Experiência rara de prosa poética multilíngue, o livro e
o seu autor são comentados no Cândido
em artigos de Márcio Renato dos Santos e Luiz Manfredini, revelando a fortuna
crítica que se amplia aos poucos ao seu redor, em estudos de Antonio R.
Esteves, Douglas Diegues, Sérgio Medeiros, Carlos Henrique Schroeder e outros.
Além das traduções do livro na Argentina, México, Chile e EUA.

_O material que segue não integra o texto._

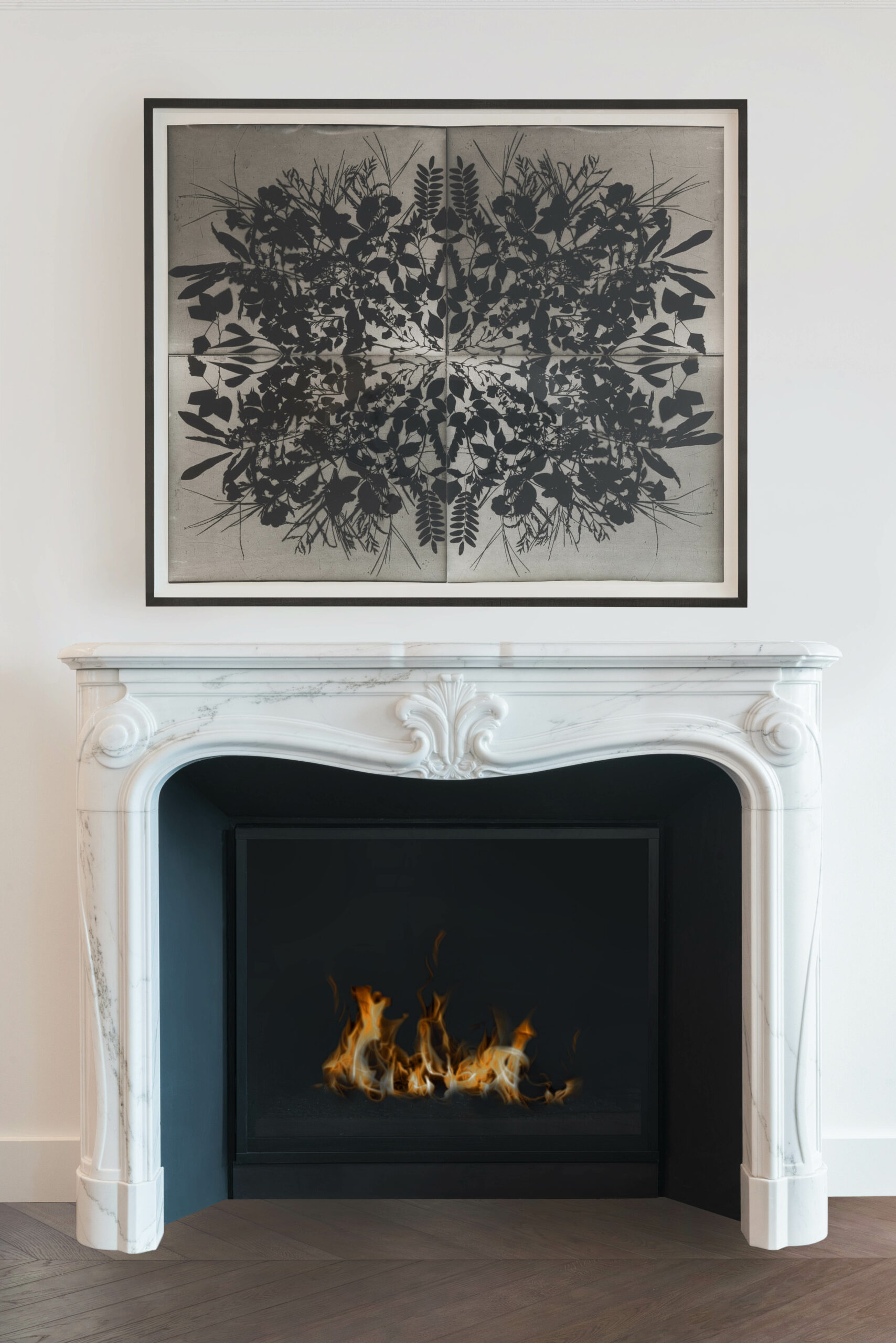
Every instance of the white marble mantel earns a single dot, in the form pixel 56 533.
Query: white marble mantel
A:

No sê, solamente lo que miro al derredor es esto lento abismar-se del
sol en el mar, suprema rueda de fuego y metal a la manera de una herida abierta
en los pentimientos del cielo. (p. 50)
Que es el amor? Una solitária rosa en el desierto? Ô el simples
sentimiento odioso de que es impossible, de que es impossible uno vivir sin que
caiga y se levante, sin que levante-se y se caiga de nuevo, recorriente... (p.
53)
...ô ya sea mordida por el escorpión vivo de la autêntica felicidad. (p.